Ce n’est pas ça, le travail des journalistes d’opinion. C’est plutôt de réagir à l’actualité et aux campagnes des candidats.

« Le traitement servi vers la fin de la campagne à Denis Coderre aura largement permis à sa seule véritable adversaire de rafler la mise, nous reproche néanmoins Jean-Charles Morin. Le quatrième pouvoir a transformé une lutte qui s’annonçait serrée en véritable raclée. »

Mais ce à quoi M. Morin fait référence, ce n’est pas autant à une couverture qui n’a pas été positive pour Denis Coderre… qu’à une campagne qui ne s’est pas déroulée positivement pour M. Coderre.

Les journalistes n’ont pas inventé les atermoiements du candidat sur l’utilisation d’un cellulaire au volant, ni sur les contrats signés avec des entreprises privées depuis 2017.

« Même si je sentais un petit zéphyr de sympathie pour Mme Plante, votre couverture a été honnête. M. Coderre s’est tiré dans le pied à plusieurs reprises et il aurait fallu s’appeler Fox News pour ne pas le reconnaître », souligne d’ailleurs avec justesse Robert Fleury.

Une campagne est quelque chose d’organique, et les journalistes témoignent de ce qui s’y passe en offrant à chacun des occasions équivalentes de faire valoir leurs promesses et plateformes. Tandis que les journalistes d’opinion commentent ce qui se passe et, la plupart du temps, ce qui retrousse.

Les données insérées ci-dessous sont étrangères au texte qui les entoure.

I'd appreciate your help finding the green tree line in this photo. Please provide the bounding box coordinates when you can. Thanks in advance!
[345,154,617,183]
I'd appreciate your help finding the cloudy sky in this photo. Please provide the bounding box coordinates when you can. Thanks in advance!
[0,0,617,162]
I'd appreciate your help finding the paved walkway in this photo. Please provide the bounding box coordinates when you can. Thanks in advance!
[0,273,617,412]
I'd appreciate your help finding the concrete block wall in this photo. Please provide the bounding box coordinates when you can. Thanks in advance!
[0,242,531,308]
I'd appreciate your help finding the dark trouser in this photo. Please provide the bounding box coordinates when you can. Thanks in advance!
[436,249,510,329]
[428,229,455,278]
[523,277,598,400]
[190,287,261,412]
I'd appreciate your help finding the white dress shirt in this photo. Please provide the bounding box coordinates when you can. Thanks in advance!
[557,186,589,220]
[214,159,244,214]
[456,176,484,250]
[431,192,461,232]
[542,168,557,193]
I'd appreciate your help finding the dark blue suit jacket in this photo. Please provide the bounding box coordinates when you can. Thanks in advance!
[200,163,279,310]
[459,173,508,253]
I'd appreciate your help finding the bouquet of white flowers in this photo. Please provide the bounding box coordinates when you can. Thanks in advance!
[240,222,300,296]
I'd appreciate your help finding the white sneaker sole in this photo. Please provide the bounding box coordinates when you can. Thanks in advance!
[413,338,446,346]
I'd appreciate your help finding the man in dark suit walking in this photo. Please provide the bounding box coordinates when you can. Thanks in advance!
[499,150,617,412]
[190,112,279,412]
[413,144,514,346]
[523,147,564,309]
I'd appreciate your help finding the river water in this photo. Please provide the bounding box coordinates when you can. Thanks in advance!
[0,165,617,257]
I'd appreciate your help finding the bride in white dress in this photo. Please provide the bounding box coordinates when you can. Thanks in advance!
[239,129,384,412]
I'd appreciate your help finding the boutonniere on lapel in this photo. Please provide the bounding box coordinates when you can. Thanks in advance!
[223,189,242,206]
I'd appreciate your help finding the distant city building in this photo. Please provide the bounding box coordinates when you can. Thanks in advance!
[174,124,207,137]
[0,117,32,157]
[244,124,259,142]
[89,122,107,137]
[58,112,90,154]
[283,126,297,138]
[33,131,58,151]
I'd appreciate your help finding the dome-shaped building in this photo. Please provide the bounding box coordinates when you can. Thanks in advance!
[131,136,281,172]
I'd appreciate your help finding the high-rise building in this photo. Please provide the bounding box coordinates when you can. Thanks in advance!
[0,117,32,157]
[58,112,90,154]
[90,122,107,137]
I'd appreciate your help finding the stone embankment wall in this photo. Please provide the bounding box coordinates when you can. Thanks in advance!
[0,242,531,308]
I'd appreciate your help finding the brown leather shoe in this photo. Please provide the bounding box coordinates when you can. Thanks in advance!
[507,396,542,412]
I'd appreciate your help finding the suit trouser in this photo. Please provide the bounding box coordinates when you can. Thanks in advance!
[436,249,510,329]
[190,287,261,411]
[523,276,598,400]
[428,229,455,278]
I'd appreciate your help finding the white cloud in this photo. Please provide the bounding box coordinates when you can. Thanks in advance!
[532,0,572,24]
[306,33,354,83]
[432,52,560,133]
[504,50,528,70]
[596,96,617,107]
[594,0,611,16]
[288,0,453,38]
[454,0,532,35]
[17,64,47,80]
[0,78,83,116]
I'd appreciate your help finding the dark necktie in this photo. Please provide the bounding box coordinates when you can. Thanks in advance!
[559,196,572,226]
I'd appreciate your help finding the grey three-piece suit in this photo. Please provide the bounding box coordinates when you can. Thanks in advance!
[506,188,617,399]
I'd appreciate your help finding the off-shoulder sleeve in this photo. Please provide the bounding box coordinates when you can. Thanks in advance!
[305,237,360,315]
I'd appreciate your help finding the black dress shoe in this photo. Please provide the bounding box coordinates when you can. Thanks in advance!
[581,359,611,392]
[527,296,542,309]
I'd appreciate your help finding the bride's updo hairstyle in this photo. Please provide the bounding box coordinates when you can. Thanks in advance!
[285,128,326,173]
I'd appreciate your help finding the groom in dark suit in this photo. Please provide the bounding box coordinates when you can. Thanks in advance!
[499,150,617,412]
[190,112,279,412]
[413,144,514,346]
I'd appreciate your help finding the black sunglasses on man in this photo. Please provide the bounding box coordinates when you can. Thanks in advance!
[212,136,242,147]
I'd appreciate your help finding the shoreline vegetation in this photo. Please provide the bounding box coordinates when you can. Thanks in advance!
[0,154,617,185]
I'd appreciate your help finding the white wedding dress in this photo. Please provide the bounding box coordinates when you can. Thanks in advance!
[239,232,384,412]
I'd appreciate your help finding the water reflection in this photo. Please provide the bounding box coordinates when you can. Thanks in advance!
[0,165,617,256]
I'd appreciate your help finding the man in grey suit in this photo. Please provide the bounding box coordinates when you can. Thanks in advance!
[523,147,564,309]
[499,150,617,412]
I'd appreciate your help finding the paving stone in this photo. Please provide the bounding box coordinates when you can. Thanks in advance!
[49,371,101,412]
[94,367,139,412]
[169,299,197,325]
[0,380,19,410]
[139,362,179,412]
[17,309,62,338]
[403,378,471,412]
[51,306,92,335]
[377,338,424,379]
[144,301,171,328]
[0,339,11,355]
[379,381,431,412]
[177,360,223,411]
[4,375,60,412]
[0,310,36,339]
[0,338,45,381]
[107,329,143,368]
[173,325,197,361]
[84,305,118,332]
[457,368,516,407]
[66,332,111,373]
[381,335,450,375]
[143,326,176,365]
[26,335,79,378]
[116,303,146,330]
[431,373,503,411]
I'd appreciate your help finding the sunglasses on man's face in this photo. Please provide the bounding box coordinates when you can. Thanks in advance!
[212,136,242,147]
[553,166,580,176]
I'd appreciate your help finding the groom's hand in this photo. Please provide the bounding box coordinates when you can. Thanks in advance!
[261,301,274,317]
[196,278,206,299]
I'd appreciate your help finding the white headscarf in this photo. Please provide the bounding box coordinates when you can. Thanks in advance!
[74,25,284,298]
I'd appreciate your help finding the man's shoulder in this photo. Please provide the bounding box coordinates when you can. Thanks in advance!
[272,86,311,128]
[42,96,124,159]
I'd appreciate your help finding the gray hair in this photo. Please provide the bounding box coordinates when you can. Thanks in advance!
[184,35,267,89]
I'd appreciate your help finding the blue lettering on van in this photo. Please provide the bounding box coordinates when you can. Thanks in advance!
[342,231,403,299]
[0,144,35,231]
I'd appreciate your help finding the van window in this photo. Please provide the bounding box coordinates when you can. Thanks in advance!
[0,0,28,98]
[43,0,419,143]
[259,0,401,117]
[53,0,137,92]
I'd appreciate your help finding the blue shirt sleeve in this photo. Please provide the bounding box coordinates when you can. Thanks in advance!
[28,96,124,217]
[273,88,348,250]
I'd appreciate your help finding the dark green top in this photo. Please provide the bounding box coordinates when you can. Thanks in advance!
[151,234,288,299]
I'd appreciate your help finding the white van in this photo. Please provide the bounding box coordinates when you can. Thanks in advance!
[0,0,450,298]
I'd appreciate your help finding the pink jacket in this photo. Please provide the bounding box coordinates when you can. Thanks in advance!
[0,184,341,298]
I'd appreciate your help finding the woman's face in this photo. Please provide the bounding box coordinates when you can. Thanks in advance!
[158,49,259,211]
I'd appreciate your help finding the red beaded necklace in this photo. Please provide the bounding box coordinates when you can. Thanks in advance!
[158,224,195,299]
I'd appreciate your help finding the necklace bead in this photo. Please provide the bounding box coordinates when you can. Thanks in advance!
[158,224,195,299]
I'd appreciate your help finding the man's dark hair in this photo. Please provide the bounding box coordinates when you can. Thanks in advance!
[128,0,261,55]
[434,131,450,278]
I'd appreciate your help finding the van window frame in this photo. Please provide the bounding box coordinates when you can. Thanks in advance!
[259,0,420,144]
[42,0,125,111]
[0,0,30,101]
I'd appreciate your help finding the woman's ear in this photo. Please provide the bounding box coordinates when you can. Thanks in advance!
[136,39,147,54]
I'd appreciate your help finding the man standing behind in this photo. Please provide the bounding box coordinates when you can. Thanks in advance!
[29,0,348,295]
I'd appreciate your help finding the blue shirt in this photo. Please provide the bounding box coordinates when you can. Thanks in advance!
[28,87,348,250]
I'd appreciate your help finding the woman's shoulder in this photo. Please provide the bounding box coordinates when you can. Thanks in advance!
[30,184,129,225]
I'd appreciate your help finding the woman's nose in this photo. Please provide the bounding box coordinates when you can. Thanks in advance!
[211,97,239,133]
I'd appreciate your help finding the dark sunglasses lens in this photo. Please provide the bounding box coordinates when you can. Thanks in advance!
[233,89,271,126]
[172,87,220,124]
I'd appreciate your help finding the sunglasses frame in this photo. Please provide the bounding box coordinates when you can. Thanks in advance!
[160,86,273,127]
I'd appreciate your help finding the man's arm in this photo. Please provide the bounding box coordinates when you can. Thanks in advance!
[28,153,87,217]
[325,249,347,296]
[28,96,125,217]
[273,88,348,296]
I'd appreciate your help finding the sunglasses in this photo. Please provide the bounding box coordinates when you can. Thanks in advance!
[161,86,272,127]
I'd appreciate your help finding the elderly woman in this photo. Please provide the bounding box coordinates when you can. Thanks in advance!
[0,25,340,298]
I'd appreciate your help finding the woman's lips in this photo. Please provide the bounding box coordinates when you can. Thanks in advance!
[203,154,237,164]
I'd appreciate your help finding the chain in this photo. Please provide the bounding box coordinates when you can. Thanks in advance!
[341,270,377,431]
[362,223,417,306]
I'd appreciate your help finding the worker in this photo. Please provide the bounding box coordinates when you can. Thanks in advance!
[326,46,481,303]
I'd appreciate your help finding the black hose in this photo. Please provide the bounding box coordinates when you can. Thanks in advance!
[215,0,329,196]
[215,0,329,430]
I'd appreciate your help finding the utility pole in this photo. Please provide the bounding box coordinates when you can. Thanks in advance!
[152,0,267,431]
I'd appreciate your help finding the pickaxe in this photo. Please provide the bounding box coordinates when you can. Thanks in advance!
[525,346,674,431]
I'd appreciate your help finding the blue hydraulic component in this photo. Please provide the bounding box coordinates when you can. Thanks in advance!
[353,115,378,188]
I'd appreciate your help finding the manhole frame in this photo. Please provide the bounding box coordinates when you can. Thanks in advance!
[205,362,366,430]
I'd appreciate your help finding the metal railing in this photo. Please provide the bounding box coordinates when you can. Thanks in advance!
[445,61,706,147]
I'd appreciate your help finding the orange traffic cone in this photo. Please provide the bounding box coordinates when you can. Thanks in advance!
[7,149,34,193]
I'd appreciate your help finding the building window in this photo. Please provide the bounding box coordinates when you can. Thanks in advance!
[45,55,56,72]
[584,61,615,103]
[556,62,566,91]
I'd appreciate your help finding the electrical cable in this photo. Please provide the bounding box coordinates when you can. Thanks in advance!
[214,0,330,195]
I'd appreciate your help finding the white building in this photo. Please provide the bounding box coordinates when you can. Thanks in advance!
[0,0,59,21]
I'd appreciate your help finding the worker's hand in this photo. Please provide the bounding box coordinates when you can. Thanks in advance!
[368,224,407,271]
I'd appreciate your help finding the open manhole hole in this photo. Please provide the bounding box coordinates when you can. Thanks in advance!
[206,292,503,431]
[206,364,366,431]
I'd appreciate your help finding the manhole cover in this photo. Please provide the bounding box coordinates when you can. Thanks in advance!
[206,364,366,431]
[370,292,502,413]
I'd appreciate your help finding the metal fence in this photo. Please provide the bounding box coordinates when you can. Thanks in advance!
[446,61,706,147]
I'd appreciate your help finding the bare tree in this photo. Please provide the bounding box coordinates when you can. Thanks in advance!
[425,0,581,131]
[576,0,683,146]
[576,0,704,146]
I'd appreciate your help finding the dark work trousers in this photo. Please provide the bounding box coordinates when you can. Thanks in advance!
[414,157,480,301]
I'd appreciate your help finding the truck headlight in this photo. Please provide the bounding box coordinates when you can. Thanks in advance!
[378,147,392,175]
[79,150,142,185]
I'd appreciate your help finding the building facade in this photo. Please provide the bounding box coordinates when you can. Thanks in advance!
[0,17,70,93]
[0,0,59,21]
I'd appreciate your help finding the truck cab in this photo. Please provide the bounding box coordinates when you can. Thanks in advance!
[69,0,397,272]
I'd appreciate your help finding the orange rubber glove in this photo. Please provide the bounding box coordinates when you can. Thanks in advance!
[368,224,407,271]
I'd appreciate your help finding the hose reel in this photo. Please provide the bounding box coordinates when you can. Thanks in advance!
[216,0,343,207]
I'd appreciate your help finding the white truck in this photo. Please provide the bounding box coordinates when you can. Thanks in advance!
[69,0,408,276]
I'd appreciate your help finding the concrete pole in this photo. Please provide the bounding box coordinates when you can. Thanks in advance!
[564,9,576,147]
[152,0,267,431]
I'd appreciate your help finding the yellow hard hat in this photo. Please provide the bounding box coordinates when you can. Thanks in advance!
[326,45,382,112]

Si un candidat mène une moins bonne campagne, il risque tout simplement de récolter une moins bonne couverture.

***

Je termine sur une erreur que nous avons commise. Lundi soir, nous avons annoncé la victoire de Marie-Josée Savard, pour ensuite nous dédire et accorder la victoire à Bruno Marchand.

C’était donc une erreur et nous nous en excusons.

L’importance du vote par anticipation a probablement faussé la tendance qui émanait des premiers résultats. Et nous avons tiré des conclusions hâtives, comme les autres médias écrits, dans la foulée des réseaux de télévision.

Nous allons réfléchir à nos processus pour les prochaines soirées électorales pour nous assurer qu’une telle erreur ne se reproduise pas, surtout dans un contexte où le vote par anticipation gagne en popularité.